To summarize this non-conventional approach, minimally invasive management is highly recommended [19].

1.3.1 Ethical Rules

There are ethical rules that must be imperatively respected by the practitioner:

  • Adapting carefully the standard of care in geriatric dentistry to the patient’s functional and cognitive impairment, his medical condition, and his socio-economic situation and motivation.

  • Avoiding creating irreversible traumatic situations: “primum non nocere”.

  • Providing immediate pain- and infection-free comfort.

  • Reaching a transitional oral function in addition to a more esthetic appearance.

  • Accomplishing subjective personal satisfaction and increasing motivation.

  • Taking into consideration the time factor. This should be an important and decisive guideline for treatment planning.

  • Finally, achieving oral rehabilitation is key to oral quality of life.

1.3.2 Remarks

The age concept : how old are you? (Fig. 1.15)

Fig. 1.15
figure 15

Overdenture with ball attachment

Usually, this is one of the first questions that the dentist asks.

Often, there is confusion between the patient’s answer and his medical psychological status. In fact, there are various approaches to this problem:

  1. 1.

    Chronological age

The birth date is the main point determining the correct age.

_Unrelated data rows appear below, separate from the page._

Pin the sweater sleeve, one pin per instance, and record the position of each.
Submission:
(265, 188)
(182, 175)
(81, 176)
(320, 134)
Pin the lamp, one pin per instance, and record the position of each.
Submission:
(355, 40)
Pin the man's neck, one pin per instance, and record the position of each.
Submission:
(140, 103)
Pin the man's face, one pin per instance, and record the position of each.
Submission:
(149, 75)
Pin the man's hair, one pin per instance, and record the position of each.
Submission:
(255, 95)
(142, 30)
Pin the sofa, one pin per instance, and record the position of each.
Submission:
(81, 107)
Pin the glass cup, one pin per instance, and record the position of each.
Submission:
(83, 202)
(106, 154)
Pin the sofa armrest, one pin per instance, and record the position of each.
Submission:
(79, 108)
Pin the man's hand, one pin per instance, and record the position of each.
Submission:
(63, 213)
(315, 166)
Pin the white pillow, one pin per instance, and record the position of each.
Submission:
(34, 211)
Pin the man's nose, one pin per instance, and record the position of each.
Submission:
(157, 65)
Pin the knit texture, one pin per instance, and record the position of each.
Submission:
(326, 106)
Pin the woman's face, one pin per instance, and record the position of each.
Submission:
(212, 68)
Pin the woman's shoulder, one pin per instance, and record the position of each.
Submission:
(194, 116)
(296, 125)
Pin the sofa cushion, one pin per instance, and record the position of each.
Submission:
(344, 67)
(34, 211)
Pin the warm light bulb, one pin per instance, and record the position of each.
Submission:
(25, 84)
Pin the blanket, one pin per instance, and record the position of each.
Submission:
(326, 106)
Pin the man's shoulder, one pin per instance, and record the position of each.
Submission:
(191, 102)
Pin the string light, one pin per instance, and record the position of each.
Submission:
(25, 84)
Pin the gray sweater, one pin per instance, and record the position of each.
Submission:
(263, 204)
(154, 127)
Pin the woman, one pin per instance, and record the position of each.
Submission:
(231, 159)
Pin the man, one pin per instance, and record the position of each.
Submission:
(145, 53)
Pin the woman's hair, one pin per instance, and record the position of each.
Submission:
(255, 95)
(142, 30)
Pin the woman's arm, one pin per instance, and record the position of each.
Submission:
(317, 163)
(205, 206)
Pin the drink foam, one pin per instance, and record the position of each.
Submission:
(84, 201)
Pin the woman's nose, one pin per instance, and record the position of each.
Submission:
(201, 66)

Since the German Chancellor Bismarck, and for economic reasons, 65 years old is the landmark between active and retired people.

Certainly, this criterion is obsolete when considering actual evolution.

  1. 2.

    Psychological evaluation

Various tests help the practitioner to set up an evaluation of the patient’s behavior. This is a key reference for adapted treatment planning.

  1. 3.

    Medical anamnesis

This is an essential indicator of the medical condition. Drug intake is sometimes difficult to obtain, owing to loss of memory or hesitation of the patient. It is recommended to establish contact with the relevant physician to receive a clear opinion on the medical status.